Uno de cada diez españoles adultos padece conjuntivitis alérgica, que consiste en una inflamación más o menos grave de la conjuntiva, la membrana mucosa que cubre el ojo y el interior de los párpados. Habitualmente, afecta a los dos ojos al mismo tiempo. Según la naturaleza del antígeno causal, la conjuntivitis alérgica puede ser estacional (sólo se produce en algunos meses) o perenne (durante todo el año). La conjuntivitis alérgica representa la cuarta parte de las conjuntivitis, y el 2,5% de los casos que requieren consulta en alergología. Se debe a una reacción alérgica de la conjuntiva a un agente externo llamado antígeno o alérgeno. Los alérgenos que más a menudo causan este trastorno son los pólenes (de la hierba, de árboles como el olivo, de ciertas malezas como la parietaria, etc.), los ácaros del polvo doméstico y los epitelios de los animales domésticos. Algunos productos de belleza también pueden causar conjuntivitis, a menudo asociada a hinchazón de párpados (o blefaritis). El diagnóstico puede hacerse con la anamnesis (examen clínico de los antecedentes patológicos del enfermo) y los signos exploratorios, pero conviene tomar muestras para cultivo si hay dudas en el diagnóstico y para descartar sobreinfecciones bacterianas.
Síntomas:  los signos más frecuentes incluyen enrojecimiento de los ojos, picor, lagrimeo intermitente, fotofobia (sensibilidad extrema a la luz), disminución de la agudeza visual y sensación de cuerpo extraño (arena). Muchas veces se asocian molestias propias de la rinitis alérgica, como estornudos y destilación nasal y, con menos frecuencia, síntomas de asma (tos, dificultad para respirar y silbidos en el pecho).
¿Cómo prevenir la reacción? Hay que evitar el factor desen-cadenante. Si la conjuntivitis alérgica no se trata, la capacidad visual puede empeorar y agravarse todas sus manifestaciones. Lo habitual es atajarla con una combinación de colirios antihistamínicos y/o antiinflamatorios, a base de sustancias que previenen la reacción alérgica conjuntival, como el cromoglicato disódico; este tratamiento requiere varias semanas para obtener resultados. En ocasiones, se utilizan colirios de corticoides, siempre bajo la supervisión del especialista. Conviene que los colirios no contengan conservantes; pueden producir irritación ocular, sobre todo si se usan a largo plazo. Otras veces pueden ser necesarios los antihistamínicos en comprimidos o tratamientos hiposensibilizantes (inmunoterapia). En cualquier caso, lo esencial es identificar el alérgeno responsable y, si es posible, eliminarlo o atenuar su impacto sobre el enfermo.

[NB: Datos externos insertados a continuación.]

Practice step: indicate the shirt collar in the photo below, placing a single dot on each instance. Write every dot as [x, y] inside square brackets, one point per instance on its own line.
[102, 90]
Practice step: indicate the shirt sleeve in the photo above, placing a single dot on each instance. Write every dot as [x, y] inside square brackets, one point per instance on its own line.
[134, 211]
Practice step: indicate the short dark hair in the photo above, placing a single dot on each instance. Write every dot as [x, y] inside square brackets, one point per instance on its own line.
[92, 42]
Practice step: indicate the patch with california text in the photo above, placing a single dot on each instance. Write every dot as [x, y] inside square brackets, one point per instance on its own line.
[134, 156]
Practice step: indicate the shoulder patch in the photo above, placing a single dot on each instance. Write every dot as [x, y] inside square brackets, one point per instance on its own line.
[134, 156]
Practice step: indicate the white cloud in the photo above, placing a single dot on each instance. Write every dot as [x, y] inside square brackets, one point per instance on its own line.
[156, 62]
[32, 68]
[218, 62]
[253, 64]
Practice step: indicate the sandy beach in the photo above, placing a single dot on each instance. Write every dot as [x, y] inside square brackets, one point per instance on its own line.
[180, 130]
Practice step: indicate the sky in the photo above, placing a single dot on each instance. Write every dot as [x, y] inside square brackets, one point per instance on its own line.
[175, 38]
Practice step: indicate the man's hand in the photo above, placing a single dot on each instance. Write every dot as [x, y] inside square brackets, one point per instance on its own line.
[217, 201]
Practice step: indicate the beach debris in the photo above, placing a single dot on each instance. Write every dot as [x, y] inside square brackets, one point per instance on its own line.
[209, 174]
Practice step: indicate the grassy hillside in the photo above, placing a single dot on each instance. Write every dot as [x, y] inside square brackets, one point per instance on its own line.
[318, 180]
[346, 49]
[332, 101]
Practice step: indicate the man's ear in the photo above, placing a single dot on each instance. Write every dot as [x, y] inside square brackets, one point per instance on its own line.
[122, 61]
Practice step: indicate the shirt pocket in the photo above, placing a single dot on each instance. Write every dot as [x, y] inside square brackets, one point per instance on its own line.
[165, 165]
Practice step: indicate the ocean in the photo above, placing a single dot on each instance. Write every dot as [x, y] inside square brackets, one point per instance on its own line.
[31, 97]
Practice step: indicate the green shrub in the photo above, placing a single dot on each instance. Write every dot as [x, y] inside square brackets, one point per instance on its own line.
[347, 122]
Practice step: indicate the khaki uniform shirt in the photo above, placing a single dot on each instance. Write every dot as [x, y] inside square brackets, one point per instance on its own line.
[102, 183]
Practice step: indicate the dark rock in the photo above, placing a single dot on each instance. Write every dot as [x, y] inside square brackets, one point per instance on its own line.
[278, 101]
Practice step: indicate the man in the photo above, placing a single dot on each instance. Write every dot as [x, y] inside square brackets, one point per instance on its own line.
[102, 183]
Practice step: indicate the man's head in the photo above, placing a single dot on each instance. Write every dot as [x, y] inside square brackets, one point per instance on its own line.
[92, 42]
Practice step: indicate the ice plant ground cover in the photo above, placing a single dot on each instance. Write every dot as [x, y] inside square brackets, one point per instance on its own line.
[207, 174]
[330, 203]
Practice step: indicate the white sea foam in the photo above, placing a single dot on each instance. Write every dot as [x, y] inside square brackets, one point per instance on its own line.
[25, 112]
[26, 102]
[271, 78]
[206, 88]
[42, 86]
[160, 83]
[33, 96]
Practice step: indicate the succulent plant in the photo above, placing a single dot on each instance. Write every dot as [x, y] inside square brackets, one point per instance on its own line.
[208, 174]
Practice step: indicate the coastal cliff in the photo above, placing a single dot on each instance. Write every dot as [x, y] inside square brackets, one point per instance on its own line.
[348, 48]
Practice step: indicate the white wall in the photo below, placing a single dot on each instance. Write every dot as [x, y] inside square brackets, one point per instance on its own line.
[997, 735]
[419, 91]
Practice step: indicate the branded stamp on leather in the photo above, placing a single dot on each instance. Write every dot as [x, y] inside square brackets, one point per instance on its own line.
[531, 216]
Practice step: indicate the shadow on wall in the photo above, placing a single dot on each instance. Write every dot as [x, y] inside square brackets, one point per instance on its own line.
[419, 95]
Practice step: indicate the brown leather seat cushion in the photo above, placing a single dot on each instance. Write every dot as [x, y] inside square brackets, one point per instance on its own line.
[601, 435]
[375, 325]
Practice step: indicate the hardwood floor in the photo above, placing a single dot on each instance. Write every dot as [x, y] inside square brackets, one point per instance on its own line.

Stop a los irritantes: resulta aconsejable utilizar gafas para montar en bicicleta o en moto y evitar la exposición a ambientes con polvo y a animales domésticos o a agentes irritantes que agraven los síntomas (humo, cloro de piscinas, etc.). Si utilizas lentes de contacto, es conveniente quitárselas durante los períodos agudos de conjuntivitis.
¿Cómo actían los colirios? La gran mayoría de los colirios se limitan a actuar frente a los trastornos producidos por la alergia; es decir son sintomáticos. Sin embargo, otros actúan sobre las células que intervienen en los procesos alérgicos, como los eosinófilos y los mastocitos.